色白で頬がこけているが貧相な印象では無い。
鼻の下に細く手入れされたヒゲ
オールバックの髪型
今はいいが
なんかキレたら怖そうな感じだ。
「店長、今日はこの娘の服一式を
つま先から頭のてっぺんまで
全て揃える。今だ」
俺はオサレなテーブルに無造作に
$袋を置いた。
店長は一礼すると
中身を確認した。
「ここここんなには御必要ないかと」
中身の金貨軍団を見た店長は慌てた。
俺は冷静に言いのける。
「いちいち持って来るのはおっくうだ
余った分は今後の買い物用に頼むよ」
「仰せのままに。」
その後店長は小さな声で「おい」と
後ろを向いて言った。
店長の後方に控えていた店員が
慌てて袋を受け取りにやってくる。
あー中身、金だから
見た目の大きさに反して
重いよ
気を付けてね。
「アッ」
言わんこっちゃない
想像以上の重さに袋を落っことして
しまう店員。
派手な音と輝きで金貨軍団は散らばった。
「このバカ」
失態を犯した店員に平手打ちを
入れようとした店長の腕を俺は
後ろから掴んで止める。
「ははは、ベレン侯もよくそうやる
こっちでも流行っているのかね」
大きな声でそう言った後
店長の手を放しながら
小声で店長にだけ言った。
「客の目の前で怒るな」
元の世界の会社でも良く見た光景だ。
これで満足するのは怒ってる上司だけだ
怒られている下っ端も
一番大事なお客様も不愉快極まりない。
更に言うと
ヘマはこいつです。

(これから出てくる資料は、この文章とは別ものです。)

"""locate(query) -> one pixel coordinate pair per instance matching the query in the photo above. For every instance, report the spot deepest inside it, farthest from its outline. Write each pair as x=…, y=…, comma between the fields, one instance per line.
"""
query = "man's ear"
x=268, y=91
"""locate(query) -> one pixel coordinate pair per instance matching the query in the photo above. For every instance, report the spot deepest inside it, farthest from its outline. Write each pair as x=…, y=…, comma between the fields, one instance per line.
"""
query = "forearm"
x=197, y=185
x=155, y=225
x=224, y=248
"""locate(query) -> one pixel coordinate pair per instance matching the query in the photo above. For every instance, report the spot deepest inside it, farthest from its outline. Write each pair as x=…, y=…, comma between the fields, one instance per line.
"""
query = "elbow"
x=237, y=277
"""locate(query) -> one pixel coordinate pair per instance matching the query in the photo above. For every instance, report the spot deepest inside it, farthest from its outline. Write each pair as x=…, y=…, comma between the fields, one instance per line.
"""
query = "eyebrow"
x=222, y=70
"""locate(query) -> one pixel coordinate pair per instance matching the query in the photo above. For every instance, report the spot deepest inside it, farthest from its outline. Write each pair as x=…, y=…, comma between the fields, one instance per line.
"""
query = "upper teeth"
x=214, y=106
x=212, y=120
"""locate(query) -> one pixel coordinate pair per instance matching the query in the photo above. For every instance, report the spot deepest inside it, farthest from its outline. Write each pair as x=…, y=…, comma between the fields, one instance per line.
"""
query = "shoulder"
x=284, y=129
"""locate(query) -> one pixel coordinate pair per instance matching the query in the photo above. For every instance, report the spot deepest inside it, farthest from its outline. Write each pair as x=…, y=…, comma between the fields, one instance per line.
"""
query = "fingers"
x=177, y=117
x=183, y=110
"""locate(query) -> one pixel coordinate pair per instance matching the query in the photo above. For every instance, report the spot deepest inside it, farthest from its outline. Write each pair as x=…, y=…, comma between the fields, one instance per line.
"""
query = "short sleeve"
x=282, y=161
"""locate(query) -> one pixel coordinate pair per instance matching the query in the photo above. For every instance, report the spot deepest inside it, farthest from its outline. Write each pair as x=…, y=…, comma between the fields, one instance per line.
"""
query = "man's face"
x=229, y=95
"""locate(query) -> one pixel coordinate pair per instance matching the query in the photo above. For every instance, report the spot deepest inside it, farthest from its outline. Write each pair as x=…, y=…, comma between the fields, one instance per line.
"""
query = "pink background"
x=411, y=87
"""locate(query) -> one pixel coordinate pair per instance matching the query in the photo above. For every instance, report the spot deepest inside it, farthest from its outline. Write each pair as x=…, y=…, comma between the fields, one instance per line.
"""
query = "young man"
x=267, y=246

私はちゃんとやってまーす
って言う、更に上司へのアピールだ。
ヘドが出る。
空気を替える様に新たな店員が現れた。
「色々、お持ちいたします。
こちらにお掛けになってお待ちください」
横から女性の店員、こちらも
隊長機なのか他の女性店員より
似ているが凝ったデザインの服を着ていた。
出てくるのに時間が掛かったのは
お茶を用意していたからだろう
押してきたワゴンにはお茶セットが準備されていた。
手下が手際よく椅子を引いて俺達を促す、
腰掛ける動作に入っている間、視線が外れた
タイミングで床の金貨軍団を数人で片づける。
ああ
ここもだ、この世界にも居るのか
この人がトップだったらなーって言う
有能なセカンドだ。
これが困ったモンで
有能が故にトップがミスっても
見事にフォローしちゃうせいで
トップがいつまでも失脚しないんだよね。
もう少し野心を持って欲しい。
俺は感心したので
つい名前を聞いてしまった。
「ジュ・・・・ジュリエットと申します。」
まさか店長ロミオじゃないよね。